ARCADE FIRE, Pink Elephant
Da assoluto neofita dei canadesi Arcade Fire tre sono le ragioni per cui mi sono messo all’ascolto del loro nuovo, settimo album, Pink Elephant:
1) le reazioni negative da parte dei fan di lunga data.
2) sapere che la produzione dell’album era stata affidata a Daniel Lanois.
3) dal ricco archivio di The New Noise constatavo che delgi Arcade Fire il giornale non si occupava dal 2014 e insomma una ragione per questa assenza prolungata ci doveva pur essere, scagionandomi, forse ed eventualmente, da una lunga distrazione nei loro riguardi.
Tutto ciò ha fatto suonare il campanello d’allarme che questa invece fosse l’occasione buona per ascoltare la stracelebrata band canadese e in effetti – ma che cazzo – questo è un gran disco di post-punk contemporaneo, bello, non facile, oscuro ma tutt’altro che nichilista.

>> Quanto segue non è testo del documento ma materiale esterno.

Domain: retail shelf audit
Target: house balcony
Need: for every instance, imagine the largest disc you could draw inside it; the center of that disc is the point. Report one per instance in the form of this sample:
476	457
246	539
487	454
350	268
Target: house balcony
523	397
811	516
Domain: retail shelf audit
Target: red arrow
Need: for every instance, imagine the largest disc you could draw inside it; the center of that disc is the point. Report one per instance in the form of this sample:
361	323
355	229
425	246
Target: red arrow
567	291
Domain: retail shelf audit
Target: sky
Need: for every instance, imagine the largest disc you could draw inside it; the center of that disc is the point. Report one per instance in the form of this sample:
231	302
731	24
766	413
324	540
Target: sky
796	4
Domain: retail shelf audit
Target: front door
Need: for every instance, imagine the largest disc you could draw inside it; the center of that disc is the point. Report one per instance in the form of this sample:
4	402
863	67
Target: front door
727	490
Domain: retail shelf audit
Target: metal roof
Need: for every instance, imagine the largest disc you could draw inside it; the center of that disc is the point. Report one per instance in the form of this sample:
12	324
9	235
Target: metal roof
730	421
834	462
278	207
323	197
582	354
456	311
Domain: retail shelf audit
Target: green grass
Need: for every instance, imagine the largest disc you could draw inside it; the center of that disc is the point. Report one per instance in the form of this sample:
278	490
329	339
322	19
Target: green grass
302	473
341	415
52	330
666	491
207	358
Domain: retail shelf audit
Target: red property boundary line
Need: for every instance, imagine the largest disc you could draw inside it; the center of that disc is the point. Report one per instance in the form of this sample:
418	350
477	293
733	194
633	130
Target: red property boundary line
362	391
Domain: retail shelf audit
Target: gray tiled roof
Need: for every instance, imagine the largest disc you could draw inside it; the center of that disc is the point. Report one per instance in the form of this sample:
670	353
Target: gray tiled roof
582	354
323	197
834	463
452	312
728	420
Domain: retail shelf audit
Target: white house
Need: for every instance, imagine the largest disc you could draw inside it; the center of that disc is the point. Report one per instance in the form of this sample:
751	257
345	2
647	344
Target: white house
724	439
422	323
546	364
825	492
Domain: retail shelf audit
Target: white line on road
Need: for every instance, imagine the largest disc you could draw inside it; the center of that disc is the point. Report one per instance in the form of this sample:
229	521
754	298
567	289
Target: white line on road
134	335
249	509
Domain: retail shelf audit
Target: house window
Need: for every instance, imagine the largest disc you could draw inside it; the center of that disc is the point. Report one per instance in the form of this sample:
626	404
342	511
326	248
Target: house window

“Open Your Heart Or Die Trying” ha un incipit elettronico ragionevolmente allarmante con tanto di sirene ad accoglierci per questi tempi bellicosi, potrebbe anche suonare da main title dello score di “Dune” o meglio di “Apocalypse Now” con il secondo pezzo, “Pink Elephant”, che subentra mentre il protagonista distrugge ma al ralenti gli interni di una topaia d’albergo. Nella voce di Win Butler si odono echi del David Crosby più acido ed è questa una delle tante rivelazioni, almeno per il sottoscritto, che riserva l’Elefante Rosa. Poi arriva “Year Of The Snake” e siamo dalle parte degli immensi Wire, Pink Flag-era, ma la voce di Régine Chassagne ricama in controluce una tessitura tenue, duettando infine con il coniuge Win Butler ad epilogo delle burrascose vicende matrimoniali e conseguente periodo di merda vissuto dai due. “Circle Of Trust” parte meglio di un qualsiasi pezzo di The Human League rivisto e corretto al gusto attuale e sono ancora in evidenza le squisite trame vocali fra Win e Régine, che si concludono in un crescendo ritmico à la Talking Heads: ok, siamo al quarto step e il disco cresce pezzo dopo pezzo.
Il lato B inizia con “Alien Nation”: “…Black friday cyber attack, freeway fracking, sky is cracked, sing with the Congregation, fly down the inner State, self care, self hate …”, il groove si ingarbuglia per bene scurendosi assai, un micropunto di LCD Soundsystem a impreziosirne l’intreccio, ma per il resto è tutta farina Arcade Fire. Il breve intermezzo strumentale di “Beyond Salvation” introduce l’ultima parte dell’album con la fantastica sequenza di “Ride Or Die”, una confessione acustica evanescente, incantatoria, mentre benevolo si riaffaccia il fantasma di Crosby. “I Love Her Shadow” sembra un gran pezzo da Radio FM indie (se ancora ci fossero), ma il bello deve ancora arrivare perché chiudono, anticipati dall’ambient di She Cries Diamonds Rain, i sette minuti ipnotici, frenetici di “Stuck In My Head”, pezzo che da quel che ho capito ricorda gli esordi degli Arcade Fire ma con una rinnovata austera estetica perché, repetita iuvant, alla regia del suono c’è lui, Daniel Lanois, e caspita se si sente.